The only world power that can rival China’s burgeoning military and economic might in the 21st century, is India. China very well realizes this fact. So, decades ago, it started working on a strategy to encircle India by developing its naval strategic assets across the Indian Ocean, which was first identified by defence experts of the US in 2004, by the name of “String of Pearls” strategy.
The other reason for China to pursuit this super ambitious agenda, was its “Strait of Malacca” dilemma. India can effortlessly block China’s trade and oil supplies passing through the Indian Ocean, by engineering a naval blockade at the Strait of Malacca – a narrow stretch of water between Malaysia and Indonesia that links the Indian Ocean to the South China Sea.
Regions targeted by China:
So, in its quest to outpace India in the naval arena, China targeted crucial maritime chokepoints to develop its strategic bases, such as the Strait of Mandeb, the Strait of Malacca, the Strait of Hormuz, and the Lombok Strait, as well as other strategic maritime centres in Pakistan, Sri Lanka, Bangladesh, the Maldives, and Somalia. But much to China’s disappointment, China’s “string of pearls” strategy appears to have hit a dead-end within a mere two decades of its initiation.
Latest setback in the UAE:
The latest setback for China came from the UAE, where China was trying to build a secret naval base to set its foothold in the Persian Gulf region. The UAE, which appeared to be clueless about China’s nefarious designs in the port of Khalifa, was informed by the US about China’s secret plans, prompting the UAE to kick the Chinese out of their country.

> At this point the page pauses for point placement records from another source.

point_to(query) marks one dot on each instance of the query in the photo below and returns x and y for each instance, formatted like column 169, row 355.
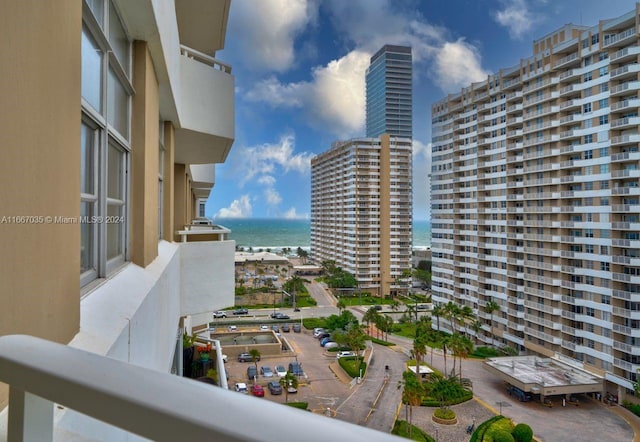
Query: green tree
column 412, row 394
column 491, row 307
column 369, row 317
column 286, row 381
column 438, row 312
column 419, row 350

China’s projects in India’s neighborhood fall into disarray:
Similarly, China’s ambitious naval projects in two of India’s immediate neighbours, that is Pakistan and Bangladesh, have also fallen into disarray. China was developing a deep-sea port at Sonadia island in the southeastern coast of Bangladesh. However, in October last year, Bangladesh called off the development citing environmental concerns.
Similarly, China’s ambitions of developing Pakistan’s Gwadar port into the regional commercial hub for facilitating China’s trade through the China-Pakistan Economic Corridor, have ended up in tatters, thanks to the burgeoning militancy in Pakistan-occupied regions of Balochistan. A frustrated China has now signalled its will to shift its shipping activities to Pakistan’s another port city of Karachi, to steer clear of Baloch freedom fighters, who see China as an invading force.

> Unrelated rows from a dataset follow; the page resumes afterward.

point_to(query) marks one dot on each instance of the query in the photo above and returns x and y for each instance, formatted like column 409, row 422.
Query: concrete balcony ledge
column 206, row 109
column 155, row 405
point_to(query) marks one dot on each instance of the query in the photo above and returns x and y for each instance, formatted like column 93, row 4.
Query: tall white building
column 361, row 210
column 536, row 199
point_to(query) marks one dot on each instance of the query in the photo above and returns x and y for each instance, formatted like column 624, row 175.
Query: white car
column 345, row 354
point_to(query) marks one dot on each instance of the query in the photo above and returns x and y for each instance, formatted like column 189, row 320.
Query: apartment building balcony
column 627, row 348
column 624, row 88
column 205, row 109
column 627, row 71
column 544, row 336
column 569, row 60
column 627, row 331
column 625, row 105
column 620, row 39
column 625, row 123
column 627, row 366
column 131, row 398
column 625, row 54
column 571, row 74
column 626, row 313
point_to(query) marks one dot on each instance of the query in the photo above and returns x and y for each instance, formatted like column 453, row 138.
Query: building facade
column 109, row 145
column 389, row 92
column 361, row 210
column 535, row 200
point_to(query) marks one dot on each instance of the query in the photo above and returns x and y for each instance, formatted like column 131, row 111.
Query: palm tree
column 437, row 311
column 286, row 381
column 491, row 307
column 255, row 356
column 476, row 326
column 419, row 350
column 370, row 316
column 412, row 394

Through its aggressive chequebook and debt-trap diplomacy, China had also acquired the port of Hambantota in Sri Lanka and Marao Atoll of Maldives, to encircle India in its backyard. As for Hambantota, the Sri Lankan government has already restricted China’s activities to commercial trading, after being pressed by the Indian government. In November 2014, Sri Lanka had allowed one Chinese submarine and one warship to dock at its port of Colombo, raising red flags in New Delhi and prompting the Modi government to issue a stern warning to Sri Lanka. Resultantly, Sri Lanka had to make it clear to its Chinese bosses, that ports in Sri Lanka should only be used for carrying out commercial activities.

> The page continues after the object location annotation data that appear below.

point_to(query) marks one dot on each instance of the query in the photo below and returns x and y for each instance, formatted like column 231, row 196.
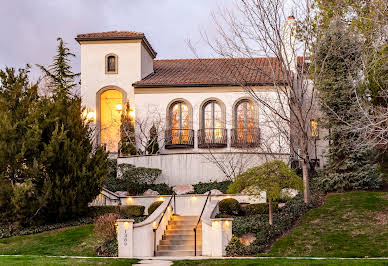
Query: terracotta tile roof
column 116, row 35
column 214, row 72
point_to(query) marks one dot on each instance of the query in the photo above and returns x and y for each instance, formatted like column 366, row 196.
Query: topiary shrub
column 131, row 211
column 229, row 206
column 260, row 208
column 154, row 206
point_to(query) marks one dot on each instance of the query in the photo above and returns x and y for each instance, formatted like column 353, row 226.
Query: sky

As for the Maldives, the country has remained extremely generous towards India, and hawkish towards China, after the regime change in 2018. China-backed Abdulla Yameen, who helped China strengthen its grip over the island nation, is now rotting in jail, while the new government embraces India and supports a strong military and economic relations with New Delhi.
China loses port in Kenya:
Similarly, China was also eyeing Mombasa port in Kenya to strengthen its presence in the Western flank of the Indian Ocean. It debt-trapped Kenya, and pressed the government to relinquish control over its Mombasa port, which is vital for Kenya’s economy and international trade. However, in March this year, Kenya stood up to China’s hegemonic attitude and made it abundantly clear that the Mombasa port faced no threat from any of its bilateral partners, as no public assets, especially those as significant as the said port, were offered to China as collateral in exchange for the extravagant SGR (standard gauge railway) loans from China’s Exim bank.
No relief in Duqm and Djibouti either:
Though China has remained successful in developing strategic assets in Duqm port of Oman, and a fully-functioning naval base in Djibouti near the Strait of Mandeb, India and other democratic powers have also matched and even outpaced China’s naval strides in these regions. For instance, India also has its significant presence in the port of Duqm, while France, the USA, Japan and Italy, have also stationed their naval assets in Djibouti.
As for China’s ambitions of militarizing the South China Sea region, the emergence of Quad and involvement of major European powers including Russia, France and Germany in the hotly contested waters, have only complicated Beijing’s security environment.
The recent eruption of riots in the China-suppressed Solomon Islands, and the Australian government’s reservations regarding the China-held Darwin port in northern Australia, also insinuate China’s sinking fortunes in the pacific. As China locks its horns with major naval powers of the Indo-Pacific region, including Japan, India and Australia, its “string of pearls” strategy has gone up in smoke, along with China’s dreams of dominating India and the world.